12:55 AM CDT on Saturday, October 31, 2009

The state Higher Education Coordinating Board has approved the University of North Texas’ plans for a new football stadium, and the boys in the athletic complex have broken out the sparkling Gatorade.

Board approval was the last hurdle for the $78 million project, and now that it has been jumped, construction should begin on the new stadium next month, with completion in time for the 2011 season. Let the naming-rights bidding war begin.

We have favored the construction of a new stadium for one reason and one reason only: Fouts Field is a wreck.

If the university wants to continue playing football at the major-college level — and there is no indication that it doesn’t — the 57-year-old Fouts Field has to be replaced. It is a bedraggled eyesore that is beyond renovation.

That said, we have been less than gratified at the way the university has proceeded — and continues to proceed — in furthering the project, and we need to get these quibbles off our chest before assuming our seat as second-chair trombone on the stadium bandwagon.

We are not expert in the arcane art of public relations — our talents run more to alienating people than making them love us — but we cannot help but believe some of the selling points for the project trumpeted by UNT were pretty thin gruel.

When a tiny percentage of the UNT student body turned out to approve a $10-per-semester-hour student fee to help pay for the stadium, UNT officials seemed perfectly willing for people to believe that a majority of the university’s 30,000-plus students had volunteered to pony up for the new stadium.

In point of fact, only about 10 percent of the student body turned out for the election, and we’d bet that most of them were fully aware that they weren’t voting to raise their own fees, but the fees of students who would be arriving on the campus after the stadium is completed.

The vote was not exactly the selfless vote of enthusiasm that some stadium boosters portrayed it.

Second, UNT President Gretchen Bataille said several times — once before the editorial board of this newspaper — that a “great” athletic program was an absolute requirement for a “great” university, instantly relegating such schools as Harvard, Columbia, MIT and Cal Tech to the bush leagues of higher education. We really don’t think she believes that, and we wish she hadn’t said it repeatedly.

And UNT has stumbled a couple of times in its attempts to mollify residents who live near the site where the new stadium will be built.

Many of those residents are understandably concerned with how the stadium will impact the traffic in their neighborhoods, and the folks from UNT have not always responded in reassuring ways.

At a meeting in August, Dr. Bataille expressed surprise that the neighborhood residents were concerned about traffic.

“Traffic is Texas,” she said, and many residents thought that was a flippant dismissal of their concerns.

Another UNT official reportedly advised residents to simply stay at home on game days, another suggestion that didn’t go down well.

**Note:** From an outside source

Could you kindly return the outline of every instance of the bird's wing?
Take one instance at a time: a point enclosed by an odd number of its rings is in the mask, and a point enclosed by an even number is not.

Well, we have a suggestion for UNT — and for the city government of Denton, which will play a big role in deciding how traffic will flow into and out of the new stadium’s parking lot once the games begin in 2011: Listen carefully to those residents, even the ones who sound unfriendly and unreasonable.

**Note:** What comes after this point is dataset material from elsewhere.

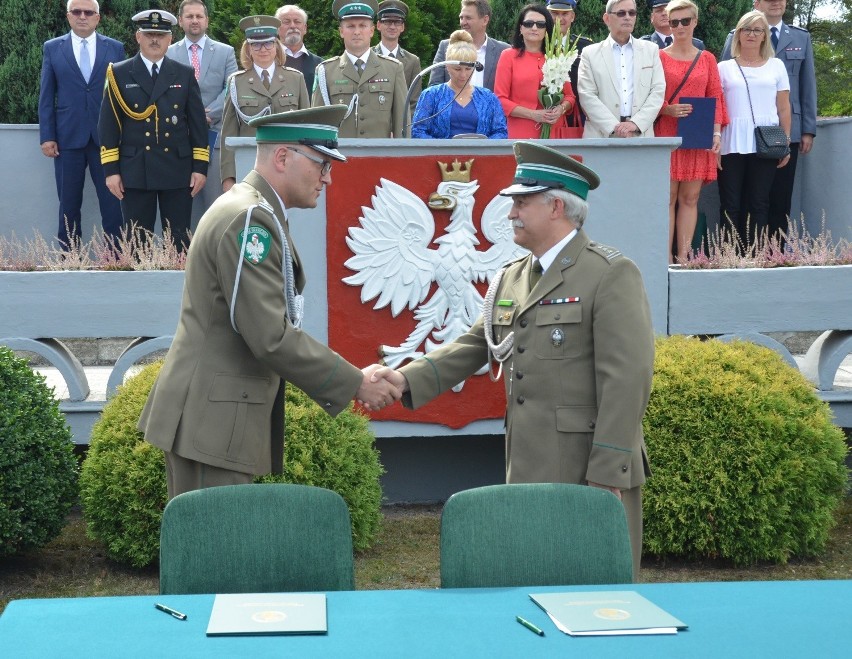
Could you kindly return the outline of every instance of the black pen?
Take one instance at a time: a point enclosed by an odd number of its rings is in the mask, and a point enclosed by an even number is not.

They are your neighbors (in UNT’s case) and your constituents (in the city government’s case).

Routes going to and from the new stadium should be chosen not just for the university’s convenience, but for the convenience and safety of the residents who live there.

We all live with the knowledge that governments (and in this case, a university) have the power to inconvenience people to a reasonable degree. That doesn’t mean they should do it with impunity.

The degree to which such institutions temper that power is the means by which we measure our respect for them.